C’est à cela que je pensais, dans l’avion pour Pointe-Noire où j’allais passer quinze jours à l’invitation d’une ONG secourant des « filles vulnérables ». Si je connais plus ou moins le code régissant les rapports homme-femme, en France, si je sais plus ou moins comment circule le désir amoureux, et quel est la place des femmes dans notre société ; si j’en connais aussi les marges (les violences, les processus de domination, le rôle de la prostitution), je suis bien loin de pouvoir en déduire ce qui régit, au Congo, les échanges entre hommes et femmes. Mes précédents séjours en Afrique ne m’auront permis d’approcher qu’une chose : mon ignorance.
Actions de Solidarité Internationale est une petite ONG crée en 1986. Ces « filles vulnérables » sont des mineures que les équipes de maraudes ont approchées, qu’elles ont su convaincre de l’intérêt, pour elles, de fréquenter le centre ASI, dans le quartier de Tié-Tié, avec leur enfant (ils ont tous entre 6 mois et 4 ans), pour y suivre des cours d’alphabétisation ou des focus sur les questions de santé. Les plus assidues accèdent au programme de formation professionnelle ; à partir d’un projet construit avec l’équipe du centre, elles intègrent un atelier de rue (mécanique, soudure, couture, puériculture, etc.).
C’est avec l’une d’elles, Jeanne, que je vais pouvoir en parler, lorsque je vais visiter l’autre lieu géré par l’ONG, dans Pointe-Noire.
Sous la houlette de Bernadette, cinq mineures apprennent l’indépendance.

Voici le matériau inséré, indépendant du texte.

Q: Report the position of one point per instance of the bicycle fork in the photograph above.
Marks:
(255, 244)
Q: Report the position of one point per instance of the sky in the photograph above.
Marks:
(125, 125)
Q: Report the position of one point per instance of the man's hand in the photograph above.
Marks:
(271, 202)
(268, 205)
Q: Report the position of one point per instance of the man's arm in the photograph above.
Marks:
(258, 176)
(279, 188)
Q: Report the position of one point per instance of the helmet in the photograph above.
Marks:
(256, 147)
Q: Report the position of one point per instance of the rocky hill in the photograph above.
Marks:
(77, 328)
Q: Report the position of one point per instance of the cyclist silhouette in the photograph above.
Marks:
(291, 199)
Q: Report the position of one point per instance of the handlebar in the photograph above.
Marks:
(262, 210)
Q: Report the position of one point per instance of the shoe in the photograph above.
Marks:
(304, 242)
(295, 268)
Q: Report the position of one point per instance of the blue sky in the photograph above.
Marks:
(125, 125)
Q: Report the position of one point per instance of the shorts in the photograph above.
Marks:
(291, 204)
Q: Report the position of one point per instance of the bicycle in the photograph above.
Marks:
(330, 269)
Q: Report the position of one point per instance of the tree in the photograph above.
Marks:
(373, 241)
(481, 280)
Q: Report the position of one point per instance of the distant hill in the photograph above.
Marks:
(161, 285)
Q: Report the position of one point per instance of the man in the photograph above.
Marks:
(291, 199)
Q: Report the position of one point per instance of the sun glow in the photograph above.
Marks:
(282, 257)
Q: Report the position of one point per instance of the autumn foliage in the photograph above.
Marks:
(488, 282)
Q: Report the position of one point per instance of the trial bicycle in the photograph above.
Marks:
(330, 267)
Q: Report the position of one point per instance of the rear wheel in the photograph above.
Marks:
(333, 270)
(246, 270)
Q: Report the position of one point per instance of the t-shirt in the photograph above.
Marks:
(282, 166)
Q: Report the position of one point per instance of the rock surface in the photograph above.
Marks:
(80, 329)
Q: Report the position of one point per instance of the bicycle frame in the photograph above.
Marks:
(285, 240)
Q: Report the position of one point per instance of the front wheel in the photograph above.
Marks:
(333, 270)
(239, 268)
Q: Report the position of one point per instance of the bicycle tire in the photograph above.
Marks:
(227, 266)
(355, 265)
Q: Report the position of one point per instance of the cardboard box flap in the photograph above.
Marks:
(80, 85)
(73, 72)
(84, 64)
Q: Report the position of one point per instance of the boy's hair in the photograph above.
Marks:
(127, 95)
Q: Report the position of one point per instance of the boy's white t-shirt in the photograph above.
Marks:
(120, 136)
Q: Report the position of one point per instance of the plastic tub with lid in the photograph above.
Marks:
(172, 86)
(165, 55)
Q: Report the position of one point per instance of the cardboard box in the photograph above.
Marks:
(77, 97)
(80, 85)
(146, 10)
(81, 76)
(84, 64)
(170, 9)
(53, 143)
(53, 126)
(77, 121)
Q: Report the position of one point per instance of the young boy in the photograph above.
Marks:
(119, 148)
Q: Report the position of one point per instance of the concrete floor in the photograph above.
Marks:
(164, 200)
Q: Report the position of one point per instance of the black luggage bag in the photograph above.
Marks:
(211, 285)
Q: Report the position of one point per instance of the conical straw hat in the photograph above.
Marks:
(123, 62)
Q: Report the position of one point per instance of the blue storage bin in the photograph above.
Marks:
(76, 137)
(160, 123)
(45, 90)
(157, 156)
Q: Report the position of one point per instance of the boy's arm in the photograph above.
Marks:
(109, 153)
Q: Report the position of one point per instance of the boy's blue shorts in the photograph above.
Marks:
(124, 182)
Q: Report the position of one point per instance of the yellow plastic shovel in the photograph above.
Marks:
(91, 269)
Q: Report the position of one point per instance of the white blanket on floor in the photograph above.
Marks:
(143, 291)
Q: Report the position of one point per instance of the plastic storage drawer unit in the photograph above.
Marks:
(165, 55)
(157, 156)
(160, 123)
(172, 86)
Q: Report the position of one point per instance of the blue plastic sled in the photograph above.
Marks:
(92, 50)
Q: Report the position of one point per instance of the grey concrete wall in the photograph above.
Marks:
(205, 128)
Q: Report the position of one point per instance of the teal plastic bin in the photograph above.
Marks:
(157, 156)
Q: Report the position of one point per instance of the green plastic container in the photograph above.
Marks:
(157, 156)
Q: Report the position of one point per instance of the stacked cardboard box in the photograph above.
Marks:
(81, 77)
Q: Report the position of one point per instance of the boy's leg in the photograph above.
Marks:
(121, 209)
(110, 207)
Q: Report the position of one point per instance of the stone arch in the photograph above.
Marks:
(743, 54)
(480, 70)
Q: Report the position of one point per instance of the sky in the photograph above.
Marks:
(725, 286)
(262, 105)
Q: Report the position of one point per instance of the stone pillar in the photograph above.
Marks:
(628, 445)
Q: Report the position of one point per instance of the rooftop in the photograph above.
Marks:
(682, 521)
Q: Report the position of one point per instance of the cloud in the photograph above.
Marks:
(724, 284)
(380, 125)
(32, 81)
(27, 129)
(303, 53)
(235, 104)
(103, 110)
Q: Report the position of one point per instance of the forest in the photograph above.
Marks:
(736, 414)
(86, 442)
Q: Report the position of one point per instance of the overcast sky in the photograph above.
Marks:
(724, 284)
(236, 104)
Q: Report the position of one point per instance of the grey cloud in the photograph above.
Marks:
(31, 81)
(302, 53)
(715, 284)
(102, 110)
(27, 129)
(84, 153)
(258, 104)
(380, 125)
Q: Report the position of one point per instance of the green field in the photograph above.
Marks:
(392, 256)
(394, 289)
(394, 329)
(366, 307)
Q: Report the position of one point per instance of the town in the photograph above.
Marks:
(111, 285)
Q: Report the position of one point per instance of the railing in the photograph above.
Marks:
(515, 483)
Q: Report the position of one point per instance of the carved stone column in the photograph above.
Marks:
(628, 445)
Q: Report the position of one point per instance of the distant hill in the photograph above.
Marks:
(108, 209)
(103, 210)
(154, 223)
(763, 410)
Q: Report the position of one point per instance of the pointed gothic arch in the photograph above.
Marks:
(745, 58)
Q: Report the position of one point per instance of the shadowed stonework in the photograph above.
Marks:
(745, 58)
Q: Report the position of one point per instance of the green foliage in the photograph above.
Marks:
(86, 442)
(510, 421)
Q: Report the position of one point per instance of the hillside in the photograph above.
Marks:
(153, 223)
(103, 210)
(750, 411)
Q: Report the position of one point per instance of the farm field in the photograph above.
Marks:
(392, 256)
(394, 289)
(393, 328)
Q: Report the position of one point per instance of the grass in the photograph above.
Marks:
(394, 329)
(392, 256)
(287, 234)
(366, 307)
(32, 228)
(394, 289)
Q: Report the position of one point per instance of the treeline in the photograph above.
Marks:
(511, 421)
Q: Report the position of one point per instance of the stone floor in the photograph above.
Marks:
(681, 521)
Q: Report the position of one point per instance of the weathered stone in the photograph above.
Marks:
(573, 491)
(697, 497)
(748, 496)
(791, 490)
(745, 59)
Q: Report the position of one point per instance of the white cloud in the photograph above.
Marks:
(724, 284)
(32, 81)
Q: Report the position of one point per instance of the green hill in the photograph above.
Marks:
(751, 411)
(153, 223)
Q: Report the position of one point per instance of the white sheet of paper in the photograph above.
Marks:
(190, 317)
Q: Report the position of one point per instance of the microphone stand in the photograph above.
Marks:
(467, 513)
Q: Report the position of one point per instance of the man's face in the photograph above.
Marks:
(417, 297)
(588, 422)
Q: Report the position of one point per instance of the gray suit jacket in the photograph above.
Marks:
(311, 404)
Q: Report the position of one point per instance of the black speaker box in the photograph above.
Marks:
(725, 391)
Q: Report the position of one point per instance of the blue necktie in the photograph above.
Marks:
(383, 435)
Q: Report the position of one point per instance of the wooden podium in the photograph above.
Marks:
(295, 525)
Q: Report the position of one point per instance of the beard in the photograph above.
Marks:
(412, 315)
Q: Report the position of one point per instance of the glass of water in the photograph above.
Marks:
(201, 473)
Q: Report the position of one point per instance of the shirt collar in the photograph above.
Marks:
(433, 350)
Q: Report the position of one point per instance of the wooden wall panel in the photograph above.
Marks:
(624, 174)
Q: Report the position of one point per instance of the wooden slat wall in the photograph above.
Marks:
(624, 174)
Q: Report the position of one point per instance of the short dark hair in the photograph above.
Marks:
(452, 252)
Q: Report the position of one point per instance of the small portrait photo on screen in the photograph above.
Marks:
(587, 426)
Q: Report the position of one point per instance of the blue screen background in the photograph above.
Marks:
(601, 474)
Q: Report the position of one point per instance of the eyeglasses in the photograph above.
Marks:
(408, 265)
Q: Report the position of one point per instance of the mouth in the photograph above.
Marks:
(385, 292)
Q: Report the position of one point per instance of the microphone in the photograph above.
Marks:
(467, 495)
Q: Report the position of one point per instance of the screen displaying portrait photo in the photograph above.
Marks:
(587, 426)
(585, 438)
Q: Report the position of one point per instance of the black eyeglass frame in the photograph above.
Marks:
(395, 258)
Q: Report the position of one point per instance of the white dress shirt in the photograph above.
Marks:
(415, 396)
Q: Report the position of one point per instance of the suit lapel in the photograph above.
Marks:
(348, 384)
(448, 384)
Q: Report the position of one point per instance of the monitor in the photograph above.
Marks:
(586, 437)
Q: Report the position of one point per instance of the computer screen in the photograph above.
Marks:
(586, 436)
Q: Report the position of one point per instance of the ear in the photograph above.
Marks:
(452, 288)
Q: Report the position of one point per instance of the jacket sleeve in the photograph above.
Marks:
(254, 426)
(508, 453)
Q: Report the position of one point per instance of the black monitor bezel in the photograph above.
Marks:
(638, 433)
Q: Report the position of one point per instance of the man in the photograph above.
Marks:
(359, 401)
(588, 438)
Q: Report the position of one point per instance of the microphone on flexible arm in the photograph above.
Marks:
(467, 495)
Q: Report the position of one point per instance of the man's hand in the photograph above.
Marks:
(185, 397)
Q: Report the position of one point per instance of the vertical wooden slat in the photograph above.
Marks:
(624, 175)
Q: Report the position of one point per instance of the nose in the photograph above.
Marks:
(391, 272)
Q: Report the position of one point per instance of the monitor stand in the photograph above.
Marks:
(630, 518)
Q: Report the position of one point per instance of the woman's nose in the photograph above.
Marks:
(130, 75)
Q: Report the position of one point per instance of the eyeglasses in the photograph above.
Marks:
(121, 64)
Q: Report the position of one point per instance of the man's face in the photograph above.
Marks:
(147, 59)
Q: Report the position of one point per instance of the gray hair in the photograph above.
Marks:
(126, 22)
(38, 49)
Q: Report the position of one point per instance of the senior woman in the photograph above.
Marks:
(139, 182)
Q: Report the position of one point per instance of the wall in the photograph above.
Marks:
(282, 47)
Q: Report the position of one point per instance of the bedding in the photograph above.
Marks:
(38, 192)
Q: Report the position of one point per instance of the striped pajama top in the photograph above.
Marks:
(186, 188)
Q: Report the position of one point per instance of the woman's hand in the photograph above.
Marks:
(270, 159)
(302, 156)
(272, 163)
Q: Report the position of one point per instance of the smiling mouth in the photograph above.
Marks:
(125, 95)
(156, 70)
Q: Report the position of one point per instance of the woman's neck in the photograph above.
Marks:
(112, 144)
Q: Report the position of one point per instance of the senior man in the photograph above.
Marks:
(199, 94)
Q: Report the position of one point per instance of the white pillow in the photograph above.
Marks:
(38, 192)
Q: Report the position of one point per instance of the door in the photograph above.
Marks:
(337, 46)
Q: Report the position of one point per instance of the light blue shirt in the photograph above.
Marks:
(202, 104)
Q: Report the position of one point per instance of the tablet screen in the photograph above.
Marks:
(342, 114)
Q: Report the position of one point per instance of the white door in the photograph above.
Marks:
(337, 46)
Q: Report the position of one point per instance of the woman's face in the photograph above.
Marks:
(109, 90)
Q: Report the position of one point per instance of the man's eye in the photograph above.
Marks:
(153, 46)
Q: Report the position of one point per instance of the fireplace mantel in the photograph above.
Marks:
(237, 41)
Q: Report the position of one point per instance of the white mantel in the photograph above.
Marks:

Si elles n’ont pas de loyer à payer pour être admises dans ce foyer, les cinq filles-mères doivent néanmoins s’occuper des repas et de l’entretien. Jeanne et moi sommes penchés sur une bassine dans laquelle nous lavons une par une les feuilles d’oseille qui vont ensuite bouillir. Le travail est long pour un résultat maigre mais que c’est bon !
Jeanne est très heureuse de travailler à l’atelier de soudure de la partie du port gérée par Bolloré. Ce métier qui emploie si peu de femmes en Europe est ici privilégié par l’ONG car les garages automobiles et les casses-autos sont pléthores en Afrique sub-saharienne, où une voiture ne meure presque jamais car elle est toujours susceptible d’être réparée.
En les incitant à prendre des emplois d’homme, ASI éloigne ces mineures du rapport de domination ultra violent induit par la prostitution, et elle les mène jusqu’à un point d’égalité homme-femme qu’on peut voir comme le début d’une revanche. D’après Guy Obel Ahoue, chargé du suivi de ces filles placées, les patrons de ces ateliers ne semblent pas chiffonnés outre mesure par la féminisation de la profession. (La veille de mon départ, je vais trouver deux poules attachées au brasero de la cuisine. Un repas de fête pour me dire au-revoir ? « C’est le cadeau que nous apportons au patron de l’atelier où Reine Makaya va commencer demain sa formation. Une dote en quelque sorte. »)
Ce samedi-là, je vais photographier Ordanie, une des cinq jeunes femmes à vivre là. Son beau visage est sans regard, elle fixe un point qui n’existe pas. Cette absence au repas qui se prépare et aux enfants qui rient, il est trop tentant de l’interpréter quand on sait que cette ONG travaille à détourner ces filles-mères de cette « prostitution de survie » qui les amène à se perdre – dans des bars qui n’ont pas d’alcôves et pas de chambres, où elles sont exposées aux hommes qui les violentent ; qu’elles supportent en espérant sortir de la misère alors que ce qu’elles vivent les y maintient, précisément.
Mais le lundi matin il y a de l’électricité dans l’air, subitement : Ordanie approche, elle passe le portail, un foulard lui couvre une partie du visage. Il cache d’une manière très illusoire ce que les autres filles savent déjà : son love – qui est aussi le père de son enfant, l’a tabassée.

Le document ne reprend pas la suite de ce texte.